Resumindo: o nosso mapa completo indica que, em 2017 e 2018, sete países foram alvos de ataques aéreos dos Estados Unidos; o dobro desse número eram locais onde os militares norte-americanos se envolviam directamente em combates; 26 países eram localizações de exercícios militares conjuntos; 40 albergavam bases envolvidas na guerra contra o terrorismo; e em 65 países, militares locais e forças de segurança receberam “treino e assistência” orientados para o contra-terrorismo.

Abordagem ampla, precisa-se

Quantas vezes, nos últimos 17 anos, o Congresso ou o público norte-americano debateram a expansão da guerra contra o terrorismo para um número tão grande de países? A resposta é: muito raramente.

Depois de tantos anos de silêncio e inactividade nos Estados Unidos, a recente atenção dos media e do Congresso às guerras norte-americanas no Afeganistão, na Síria e no Iémen representa uma nova tendência. Os membros do Congresso finalmente começaram a pedir a discussão dos aspectos da guerra contra o terrorismo.

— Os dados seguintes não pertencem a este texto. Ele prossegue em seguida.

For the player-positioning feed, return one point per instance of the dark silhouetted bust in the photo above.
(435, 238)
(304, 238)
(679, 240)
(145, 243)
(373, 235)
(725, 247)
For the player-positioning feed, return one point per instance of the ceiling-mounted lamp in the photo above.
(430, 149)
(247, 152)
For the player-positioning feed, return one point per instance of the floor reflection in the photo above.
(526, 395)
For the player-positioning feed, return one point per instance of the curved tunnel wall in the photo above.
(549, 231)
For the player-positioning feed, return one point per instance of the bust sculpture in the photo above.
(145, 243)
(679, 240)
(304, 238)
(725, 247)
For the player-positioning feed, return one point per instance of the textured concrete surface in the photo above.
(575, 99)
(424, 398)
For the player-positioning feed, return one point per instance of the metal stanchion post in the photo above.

No início de Fevereiro, por exemplo, a Câmara dos Representantes votou o fim do apoio dos Estados Unidos à guerra liderada pelos sauditas no Iémen, e o Senado aprovou legislação exigindo que o Congresso vote sobre o mesmo assunto nos próximos meses.

No dia 6 de Fevereiro, a Comissão de Forças Armadas da Câmara finalmente realizou uma audiência sobre a “abordagem contra-terrorista” do Pentágono – um assunto que o Congresso, como um todo, não debateu desde que, vários dias após os ataques de 11 de Setembro, aprovou a Autorização para o Uso de Força Militar que os presidentes George W. Bush, Barack Obama e agora Donald Trump usaram para travar a guerra global em curso. O Congresso não debateu nem votou sobre a crescente expansão deste esforço em qualquer ano desde então. E, a julgar pelas reacções confusas de vários membros do Congresso à morte dos quatro soldados no Níger, em 2017, a maioria deles (e provavelmente ainda são muitos) ignoram em grande parte até que ponto a guerra global, que raramente se preocuparam em discutir, chega neste momento.

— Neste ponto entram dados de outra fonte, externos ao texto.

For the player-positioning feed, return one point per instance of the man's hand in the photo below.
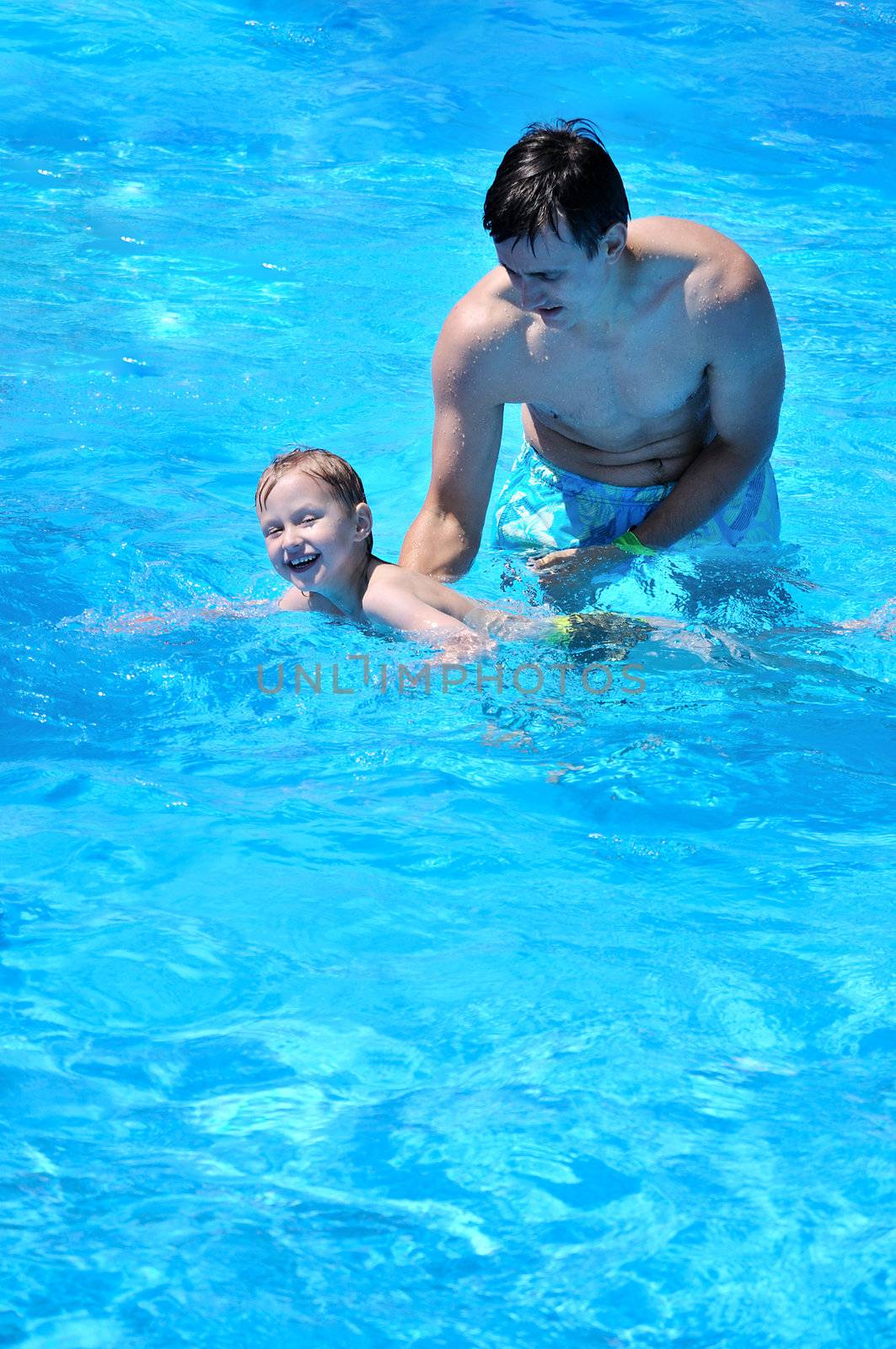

Com as potenciais mudanças em curso na política do governo Trump na Síria e no Afeganistão não será chegada a hora de avaliar finalmente, da maneira mais ampla possível, a necessidade e a eficácia de estender a guerra contra o terrorismo para tantos lugares diferentes? A experiência revela que usar a guerra para lidar com táticas terroristas é uma abordagem infrutífera. Muito pelo contrário: ao invés de alcançar as metas, da Líbia à Síria, do Níger ao Afeganistão, a presença militar dos Estados Unidos no exterior muitas vezes só alimentou o ressentimento intenso contra Washington. Ajudou tanto a espalhar movimentos terroristas como a fornecer mais recrutas para grupos extremistas islâmicos, que se multiplicaram substancialmente desde o 11 de Setembro.

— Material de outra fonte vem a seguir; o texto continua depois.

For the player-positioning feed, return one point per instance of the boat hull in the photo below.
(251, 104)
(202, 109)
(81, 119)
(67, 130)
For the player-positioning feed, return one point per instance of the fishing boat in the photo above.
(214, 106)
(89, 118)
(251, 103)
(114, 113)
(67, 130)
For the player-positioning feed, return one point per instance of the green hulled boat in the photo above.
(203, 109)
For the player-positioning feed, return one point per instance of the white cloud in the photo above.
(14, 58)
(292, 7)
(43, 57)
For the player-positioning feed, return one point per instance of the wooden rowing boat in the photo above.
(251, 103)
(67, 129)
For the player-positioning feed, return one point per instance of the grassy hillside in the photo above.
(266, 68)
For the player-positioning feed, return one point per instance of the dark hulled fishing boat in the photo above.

Em nome da guerra contra o terrorismo em países como a Somália, actividades diplomáticas, ajuda humanitária e apoio aos direitos humanos diminuíram, em favor de uma posição norte-americana ainda mais militarizada. No entanto, sondagens mostram que, a longo prazo, é muito mais eficaz e sustentável lidar com as queixas subjacentes que alimentam a violência terrorista do que responder-lhes no campo de batalha.
Deveria ficar claro que outro tipo de grande abordagem é necessário para lidar com a ameaça do terrorismo, tanto globalmente como para os norte-americanos – uma abordagem que dependa de pegadas militares norte-americanas muito menores e que custe muito menos sangue e recursos. Também é hora de colocar essa ameaça dentro de um contexto e reconhecer que outros desenvolvimentos, como as alterações climáticas, podem representar um perigo muito maior para o país.